Author credits are given to the Summit Historical Society, and mainly one of its members, Sandra F. Mather, who wrote the introduction and photo information.
The book, “Images of America: Summit County” consists of nearly 200 historic photos, some never before published.
Mather worked with Summit Historical Society members Charlie Bond, David Spencer and Maureen Nicholls on gathering the photographs, mainly from the Dillon Schoolhouse Museum archives.
Mather said she was “able to look at the pictures and put some things together in new ways.
“It was a unique collaborative effort between the four of us in the Historical Society,” she said.

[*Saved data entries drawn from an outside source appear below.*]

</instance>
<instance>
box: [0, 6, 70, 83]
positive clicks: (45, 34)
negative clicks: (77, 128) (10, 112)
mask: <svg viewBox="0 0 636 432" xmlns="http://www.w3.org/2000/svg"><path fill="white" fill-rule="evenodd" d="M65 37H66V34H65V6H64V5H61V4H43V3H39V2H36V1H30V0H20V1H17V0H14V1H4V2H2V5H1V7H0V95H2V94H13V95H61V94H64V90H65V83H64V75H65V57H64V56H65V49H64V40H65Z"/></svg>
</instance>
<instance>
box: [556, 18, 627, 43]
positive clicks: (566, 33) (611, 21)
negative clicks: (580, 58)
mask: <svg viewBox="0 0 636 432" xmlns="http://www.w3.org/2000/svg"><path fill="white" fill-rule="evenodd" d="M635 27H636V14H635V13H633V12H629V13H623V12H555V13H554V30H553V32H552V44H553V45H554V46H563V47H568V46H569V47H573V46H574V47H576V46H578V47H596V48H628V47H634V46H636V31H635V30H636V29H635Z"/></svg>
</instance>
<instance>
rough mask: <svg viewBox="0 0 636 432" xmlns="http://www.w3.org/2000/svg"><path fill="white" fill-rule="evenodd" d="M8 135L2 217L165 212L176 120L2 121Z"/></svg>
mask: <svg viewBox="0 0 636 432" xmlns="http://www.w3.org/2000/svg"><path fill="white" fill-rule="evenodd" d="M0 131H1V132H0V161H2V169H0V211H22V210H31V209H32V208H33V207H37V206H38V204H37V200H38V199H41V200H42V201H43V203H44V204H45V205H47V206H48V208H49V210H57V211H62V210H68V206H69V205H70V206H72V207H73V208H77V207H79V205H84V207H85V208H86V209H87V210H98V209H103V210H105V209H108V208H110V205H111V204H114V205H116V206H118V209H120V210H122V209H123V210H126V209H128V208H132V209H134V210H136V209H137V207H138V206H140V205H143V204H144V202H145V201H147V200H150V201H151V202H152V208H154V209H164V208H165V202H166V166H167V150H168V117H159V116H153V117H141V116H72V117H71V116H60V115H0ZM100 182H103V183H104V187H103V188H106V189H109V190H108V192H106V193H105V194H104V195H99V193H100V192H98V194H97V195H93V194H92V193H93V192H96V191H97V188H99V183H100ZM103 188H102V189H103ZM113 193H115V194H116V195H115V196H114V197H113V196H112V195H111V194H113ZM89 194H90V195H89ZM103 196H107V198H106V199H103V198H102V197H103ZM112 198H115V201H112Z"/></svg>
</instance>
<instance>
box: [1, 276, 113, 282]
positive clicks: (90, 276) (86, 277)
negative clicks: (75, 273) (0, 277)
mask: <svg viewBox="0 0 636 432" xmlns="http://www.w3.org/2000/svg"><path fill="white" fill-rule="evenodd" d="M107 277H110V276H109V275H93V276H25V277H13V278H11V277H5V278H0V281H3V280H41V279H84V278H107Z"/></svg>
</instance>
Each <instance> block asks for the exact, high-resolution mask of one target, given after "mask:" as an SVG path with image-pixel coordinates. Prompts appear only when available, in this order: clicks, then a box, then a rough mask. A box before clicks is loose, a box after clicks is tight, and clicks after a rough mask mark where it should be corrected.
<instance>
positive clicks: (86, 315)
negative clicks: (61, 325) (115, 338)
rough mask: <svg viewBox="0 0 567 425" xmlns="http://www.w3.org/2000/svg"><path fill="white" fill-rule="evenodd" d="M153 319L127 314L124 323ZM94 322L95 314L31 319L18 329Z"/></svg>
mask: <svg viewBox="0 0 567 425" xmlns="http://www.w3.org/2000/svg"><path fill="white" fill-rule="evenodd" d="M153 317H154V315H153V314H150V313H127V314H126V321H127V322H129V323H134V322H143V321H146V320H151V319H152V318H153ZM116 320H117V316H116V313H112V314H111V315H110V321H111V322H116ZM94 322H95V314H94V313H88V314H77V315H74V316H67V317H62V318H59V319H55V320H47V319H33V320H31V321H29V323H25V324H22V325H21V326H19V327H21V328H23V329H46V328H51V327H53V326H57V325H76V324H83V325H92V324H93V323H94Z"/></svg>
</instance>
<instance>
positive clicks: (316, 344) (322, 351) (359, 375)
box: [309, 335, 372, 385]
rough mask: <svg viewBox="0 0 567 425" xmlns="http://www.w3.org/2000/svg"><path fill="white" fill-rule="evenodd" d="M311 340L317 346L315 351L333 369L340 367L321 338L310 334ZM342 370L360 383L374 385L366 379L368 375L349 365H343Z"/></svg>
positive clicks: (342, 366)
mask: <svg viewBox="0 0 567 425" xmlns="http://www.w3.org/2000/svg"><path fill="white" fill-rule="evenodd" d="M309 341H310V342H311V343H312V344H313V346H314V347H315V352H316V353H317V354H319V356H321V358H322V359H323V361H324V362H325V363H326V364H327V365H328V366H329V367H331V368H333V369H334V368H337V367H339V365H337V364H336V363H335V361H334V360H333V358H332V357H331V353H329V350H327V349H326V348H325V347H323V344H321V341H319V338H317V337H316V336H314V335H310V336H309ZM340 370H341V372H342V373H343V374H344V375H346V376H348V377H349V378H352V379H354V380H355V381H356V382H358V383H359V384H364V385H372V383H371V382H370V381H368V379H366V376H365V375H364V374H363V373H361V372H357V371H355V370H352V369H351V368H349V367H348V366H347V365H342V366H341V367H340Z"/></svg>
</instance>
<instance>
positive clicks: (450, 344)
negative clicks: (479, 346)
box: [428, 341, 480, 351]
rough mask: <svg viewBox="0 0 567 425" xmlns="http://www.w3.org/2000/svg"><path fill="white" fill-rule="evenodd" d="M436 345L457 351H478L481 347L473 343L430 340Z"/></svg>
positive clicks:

The book came out in early March and is available at local bookstores as well as the Dillon Schoolhouse Museum, the Arapahoe Cafe and Pub in Dillon, and in Breckenridge at Nature’s Own and the Breckenridge Welcome Center. It can also be found online at arcadiapublishing.com.
Mathers, a primary resident of Pennsylvania, has spent her summers here since 1980, where she began volunteering for the Summit Historical Society. Her training is in geology, and her writing about Summit County began with her doctoral dissertation, “Landscape Changes in Summit County, Colorado — 1859 to present.”
She said she looks at history from a spatial point of view.
“I tend to look at the broad picture ... who were the people in the houses and where did they go,” she said.
Her other works of local history writing include “Dillon, Denver, and the Dam,” “Men, Mining and Machines,” and “Behind Swinging Doors, the Saloons of Breckenrige,” among others.
She is currently working on a book called “They Weren’t All Prostitutes and Gamblers,” which focuses on the women of early Summit.
Mather said she was inspired for this book by a diary she found at the Colorado Historical Society in Denver of a young woman named Anna who lived in Breck in the late 1800s. She said through the diary and newspaper articles she was able to put together her life.
“She was typical of women here. She came because she married (Robert) Hamilton and had no choice. She didn’t like it here and couldn’t stop looking back to her family in Illinois.”
Mather continues to lead the Dillon, Denver and the Dam tours in Summit in the summer beginning July 18 on Wednesdays at 10 a.m.